Choosing the Right Deep Cycle Battery

Author: Mr Positive   Date Posted:18 May 2016 

How much capacity is enough when selecting the right deep cycle battery? In this article we cover the basic on choosing the right deep cycle battery to suit common applications.

There are a few basic principles to follow when selecting the correct battery for cyclic applications such as those found in house batteries, renewable energy batteries, marine accessories or dual battery installations.

Firstly, if you are using a battery for cyclic applications such as running lights, accessories, fish finders, radio's, high performance car stereos etc. it is important to make sure you select a deep cycle battery. A deep cycle battery's design and manufacturing process differs from conventional starting lead acid batteries that are found in any car. Deep cycle batteries contain less number of thicker sized lead plates that are designed to provide current for long periods of time. While a starting battery contains a larger quantity of thinner plates, which increases the total surface area to produce very high currents for short periods of time. Although using a conventional starting lead acid battery for cyclic applications will work fine in the short term, it will definitely fail in next to no time.

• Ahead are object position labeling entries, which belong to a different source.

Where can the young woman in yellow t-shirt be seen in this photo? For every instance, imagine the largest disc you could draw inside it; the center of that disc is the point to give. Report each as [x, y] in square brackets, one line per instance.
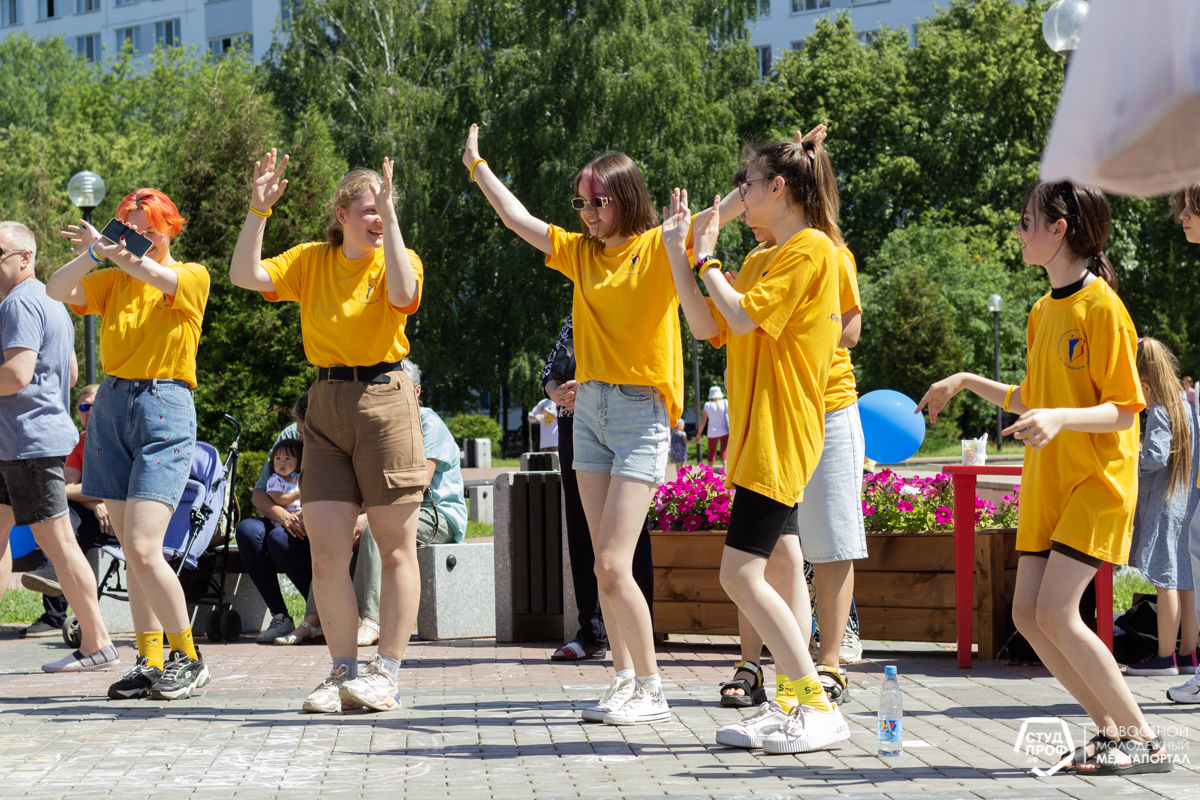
[780, 325]
[142, 429]
[363, 431]
[1079, 404]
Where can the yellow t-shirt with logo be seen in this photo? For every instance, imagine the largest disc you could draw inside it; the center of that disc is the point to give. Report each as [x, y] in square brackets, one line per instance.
[625, 312]
[147, 334]
[841, 390]
[778, 373]
[345, 314]
[1081, 488]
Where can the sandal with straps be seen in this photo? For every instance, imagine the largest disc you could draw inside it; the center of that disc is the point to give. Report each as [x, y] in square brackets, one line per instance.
[751, 693]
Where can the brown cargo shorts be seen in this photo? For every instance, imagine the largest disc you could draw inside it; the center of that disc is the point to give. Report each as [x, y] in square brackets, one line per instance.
[363, 443]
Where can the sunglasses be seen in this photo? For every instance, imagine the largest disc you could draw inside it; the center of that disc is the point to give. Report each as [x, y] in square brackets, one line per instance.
[580, 203]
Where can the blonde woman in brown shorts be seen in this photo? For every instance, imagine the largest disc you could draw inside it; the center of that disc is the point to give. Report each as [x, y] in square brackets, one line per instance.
[363, 432]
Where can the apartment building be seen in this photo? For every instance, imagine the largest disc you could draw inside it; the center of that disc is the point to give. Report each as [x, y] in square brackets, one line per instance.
[95, 26]
[784, 24]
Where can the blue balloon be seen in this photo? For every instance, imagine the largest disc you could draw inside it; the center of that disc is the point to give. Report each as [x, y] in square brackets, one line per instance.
[892, 432]
[21, 541]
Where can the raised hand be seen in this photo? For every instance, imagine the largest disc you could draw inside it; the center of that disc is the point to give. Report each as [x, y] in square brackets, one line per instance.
[472, 151]
[268, 188]
[675, 222]
[706, 241]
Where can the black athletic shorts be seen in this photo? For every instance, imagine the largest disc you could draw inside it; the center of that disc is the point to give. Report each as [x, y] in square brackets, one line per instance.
[34, 488]
[756, 522]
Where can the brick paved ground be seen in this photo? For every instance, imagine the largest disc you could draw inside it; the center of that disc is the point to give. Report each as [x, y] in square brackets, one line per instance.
[489, 721]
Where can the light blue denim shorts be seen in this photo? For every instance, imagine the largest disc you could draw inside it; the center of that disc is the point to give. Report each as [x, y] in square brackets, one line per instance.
[829, 518]
[141, 435]
[622, 429]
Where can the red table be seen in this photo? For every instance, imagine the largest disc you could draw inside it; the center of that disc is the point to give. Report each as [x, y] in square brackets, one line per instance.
[965, 480]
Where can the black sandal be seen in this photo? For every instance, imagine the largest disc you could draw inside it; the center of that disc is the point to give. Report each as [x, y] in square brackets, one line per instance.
[753, 693]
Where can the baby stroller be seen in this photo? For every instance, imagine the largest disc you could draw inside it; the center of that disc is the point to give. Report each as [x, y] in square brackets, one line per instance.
[207, 501]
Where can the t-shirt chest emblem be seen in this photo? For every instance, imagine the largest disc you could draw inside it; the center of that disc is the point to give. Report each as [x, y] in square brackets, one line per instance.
[1073, 350]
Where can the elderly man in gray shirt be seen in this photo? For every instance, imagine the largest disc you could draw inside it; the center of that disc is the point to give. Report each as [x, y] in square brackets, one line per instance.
[37, 370]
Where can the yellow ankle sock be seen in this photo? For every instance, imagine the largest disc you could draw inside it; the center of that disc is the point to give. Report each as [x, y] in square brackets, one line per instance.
[785, 696]
[150, 648]
[183, 642]
[810, 691]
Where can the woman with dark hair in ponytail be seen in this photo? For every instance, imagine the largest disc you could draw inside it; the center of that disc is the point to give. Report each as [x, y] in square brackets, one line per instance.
[1079, 407]
[780, 324]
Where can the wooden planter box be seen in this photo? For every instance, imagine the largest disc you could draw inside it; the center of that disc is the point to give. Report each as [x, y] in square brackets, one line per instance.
[904, 589]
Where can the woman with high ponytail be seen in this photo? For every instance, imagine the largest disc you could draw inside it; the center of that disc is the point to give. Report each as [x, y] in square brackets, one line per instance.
[1167, 501]
[1079, 404]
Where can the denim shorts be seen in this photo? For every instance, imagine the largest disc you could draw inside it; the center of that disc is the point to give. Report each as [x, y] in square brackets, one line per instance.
[622, 429]
[829, 518]
[139, 443]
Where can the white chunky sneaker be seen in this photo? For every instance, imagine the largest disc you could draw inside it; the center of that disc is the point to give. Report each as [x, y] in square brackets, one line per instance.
[1188, 692]
[281, 625]
[327, 698]
[807, 729]
[645, 707]
[375, 687]
[750, 731]
[618, 692]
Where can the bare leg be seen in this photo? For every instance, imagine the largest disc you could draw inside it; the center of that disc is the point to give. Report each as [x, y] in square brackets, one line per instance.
[58, 541]
[616, 509]
[394, 529]
[835, 588]
[330, 525]
[743, 577]
[1169, 614]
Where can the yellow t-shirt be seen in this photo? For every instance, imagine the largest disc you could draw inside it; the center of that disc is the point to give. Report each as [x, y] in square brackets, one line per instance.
[345, 314]
[625, 312]
[147, 334]
[841, 390]
[1081, 488]
[778, 373]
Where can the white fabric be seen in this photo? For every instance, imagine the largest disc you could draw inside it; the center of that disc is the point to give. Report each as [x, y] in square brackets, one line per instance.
[1129, 113]
[718, 417]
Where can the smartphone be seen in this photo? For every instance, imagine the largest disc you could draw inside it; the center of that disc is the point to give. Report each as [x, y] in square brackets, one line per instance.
[135, 242]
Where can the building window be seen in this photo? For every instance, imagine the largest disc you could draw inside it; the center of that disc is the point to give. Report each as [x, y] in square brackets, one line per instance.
[131, 35]
[167, 32]
[223, 44]
[11, 13]
[88, 46]
[763, 60]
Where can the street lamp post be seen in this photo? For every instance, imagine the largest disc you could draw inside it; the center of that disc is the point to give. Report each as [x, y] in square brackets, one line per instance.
[995, 305]
[87, 191]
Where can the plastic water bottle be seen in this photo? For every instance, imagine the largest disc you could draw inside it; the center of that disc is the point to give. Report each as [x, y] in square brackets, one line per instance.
[891, 715]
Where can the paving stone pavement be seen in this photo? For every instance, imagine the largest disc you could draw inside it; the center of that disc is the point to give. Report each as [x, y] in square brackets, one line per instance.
[483, 720]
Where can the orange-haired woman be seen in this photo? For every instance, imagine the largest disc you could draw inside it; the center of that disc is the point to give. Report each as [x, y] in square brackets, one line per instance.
[143, 422]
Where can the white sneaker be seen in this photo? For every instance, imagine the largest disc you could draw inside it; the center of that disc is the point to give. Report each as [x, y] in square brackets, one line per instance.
[375, 687]
[281, 625]
[645, 707]
[617, 695]
[807, 729]
[327, 698]
[749, 732]
[1188, 692]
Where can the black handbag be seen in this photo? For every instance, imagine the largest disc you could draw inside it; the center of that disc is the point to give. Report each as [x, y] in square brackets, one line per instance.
[562, 368]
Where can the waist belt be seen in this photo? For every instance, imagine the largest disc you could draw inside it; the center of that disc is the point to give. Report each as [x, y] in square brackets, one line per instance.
[372, 374]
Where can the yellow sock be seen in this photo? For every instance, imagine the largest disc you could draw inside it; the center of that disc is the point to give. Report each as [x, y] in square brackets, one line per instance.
[785, 696]
[810, 691]
[150, 648]
[183, 642]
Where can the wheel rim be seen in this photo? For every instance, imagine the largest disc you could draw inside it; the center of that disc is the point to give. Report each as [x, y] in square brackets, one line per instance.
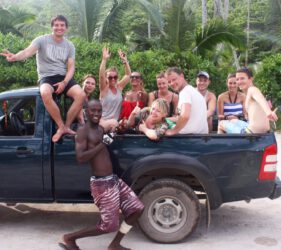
[167, 214]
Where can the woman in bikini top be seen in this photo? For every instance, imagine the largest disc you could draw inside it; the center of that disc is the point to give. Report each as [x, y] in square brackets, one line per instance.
[231, 102]
[163, 92]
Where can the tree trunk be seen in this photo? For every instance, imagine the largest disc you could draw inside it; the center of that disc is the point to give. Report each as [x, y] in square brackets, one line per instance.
[204, 14]
[149, 28]
[218, 8]
[226, 10]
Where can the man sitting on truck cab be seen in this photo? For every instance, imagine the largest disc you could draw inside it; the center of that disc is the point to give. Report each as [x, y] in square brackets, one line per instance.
[192, 108]
[55, 65]
[259, 112]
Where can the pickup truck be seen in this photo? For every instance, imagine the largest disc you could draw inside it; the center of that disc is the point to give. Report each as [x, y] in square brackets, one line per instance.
[170, 176]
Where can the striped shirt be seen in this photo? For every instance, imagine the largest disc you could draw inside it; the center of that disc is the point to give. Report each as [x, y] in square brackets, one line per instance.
[232, 109]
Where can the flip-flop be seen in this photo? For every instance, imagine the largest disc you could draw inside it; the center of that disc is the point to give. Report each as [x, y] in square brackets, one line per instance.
[65, 247]
[56, 137]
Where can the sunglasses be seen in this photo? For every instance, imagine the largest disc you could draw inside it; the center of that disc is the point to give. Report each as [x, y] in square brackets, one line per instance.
[92, 83]
[135, 77]
[112, 77]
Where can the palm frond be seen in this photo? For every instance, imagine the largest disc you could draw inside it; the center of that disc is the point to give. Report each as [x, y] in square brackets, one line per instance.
[216, 32]
[153, 12]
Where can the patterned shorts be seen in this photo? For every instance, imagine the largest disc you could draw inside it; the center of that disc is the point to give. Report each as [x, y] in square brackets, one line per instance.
[111, 194]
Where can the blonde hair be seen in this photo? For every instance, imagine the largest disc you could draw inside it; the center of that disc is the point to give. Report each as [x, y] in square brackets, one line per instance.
[111, 69]
[163, 105]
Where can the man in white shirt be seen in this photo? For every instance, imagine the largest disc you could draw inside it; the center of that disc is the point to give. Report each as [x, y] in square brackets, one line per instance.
[192, 109]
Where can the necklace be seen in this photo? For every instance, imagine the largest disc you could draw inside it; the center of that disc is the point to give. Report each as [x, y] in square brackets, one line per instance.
[235, 98]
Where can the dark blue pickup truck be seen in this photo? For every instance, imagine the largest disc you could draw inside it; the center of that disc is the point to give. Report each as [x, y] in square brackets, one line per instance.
[170, 175]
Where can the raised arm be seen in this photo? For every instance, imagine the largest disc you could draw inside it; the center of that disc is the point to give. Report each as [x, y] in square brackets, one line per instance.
[151, 98]
[21, 55]
[220, 107]
[211, 105]
[175, 103]
[260, 99]
[126, 78]
[103, 86]
[182, 119]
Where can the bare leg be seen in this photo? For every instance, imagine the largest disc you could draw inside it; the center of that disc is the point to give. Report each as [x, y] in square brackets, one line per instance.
[46, 92]
[78, 96]
[220, 128]
[115, 244]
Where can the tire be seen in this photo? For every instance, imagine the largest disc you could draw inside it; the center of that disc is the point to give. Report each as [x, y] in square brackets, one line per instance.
[171, 213]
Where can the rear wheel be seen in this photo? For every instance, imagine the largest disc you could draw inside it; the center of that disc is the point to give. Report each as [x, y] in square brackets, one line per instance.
[171, 211]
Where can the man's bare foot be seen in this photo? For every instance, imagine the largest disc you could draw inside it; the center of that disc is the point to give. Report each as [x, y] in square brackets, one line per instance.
[60, 132]
[117, 247]
[69, 131]
[68, 244]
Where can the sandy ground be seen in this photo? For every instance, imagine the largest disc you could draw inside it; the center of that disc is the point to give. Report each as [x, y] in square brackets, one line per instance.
[238, 225]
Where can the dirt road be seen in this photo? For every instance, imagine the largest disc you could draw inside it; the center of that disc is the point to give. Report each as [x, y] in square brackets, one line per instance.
[236, 225]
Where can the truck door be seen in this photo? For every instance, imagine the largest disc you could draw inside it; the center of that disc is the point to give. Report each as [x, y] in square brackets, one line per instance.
[21, 174]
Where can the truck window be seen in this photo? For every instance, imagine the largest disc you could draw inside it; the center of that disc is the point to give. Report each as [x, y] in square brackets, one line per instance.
[17, 116]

Now that we have established the necessity of choosing a deep cycle battery for cyclic applications, the next step is working out the required total battery capacity.

This can be calculated very quickly by adding the combined power usage of the various appliances and the number of hours of expected use between charges. For example:

Device Power (w) Usage (Hours Total Watt Hours
Fridge 55 10 550
Lighting 60 4 240
TV 110 2 220
    Total 1010

This table represents the total power consumption of several example appliances between charge cycles. Measured in watt hours, we now know the total power consumption of all the appliances between charge cycles. To establish the battery capacity (measured in amp hours) we then divide this total (watt hour) figure by the battery system voltage.

In a 12v system this would be 84 Ahr.

This is a simple calculation and electric systems are not always perfect, as a result it pays to leave a little head room. Traditionally, we would recommend 30% power in reserve. In critical systems or systems that have much higher loads, it is preferred to work with 50% or more capacity in reserve. This allows for unexpected emergency situations.

Every appliance; fridge, fan, lighting, computers, stereos will have a power consumption rating (measured in Watt). These ratings are either displayed directly on the device or on the device power supply. Bearing in mind that no device consumes power evenly and exactly to the manufacturer rating. Idle devices consume much less power, devices under load consume more power. This is a rough calculation to gauge battery size or battery bank size for general applications.

It is also possible to actually measure an appliances power consumption over a set time period such as 24 hours or a week using an AC power meter or a DC watt meter for DC devices such as motors, LED lighting etc.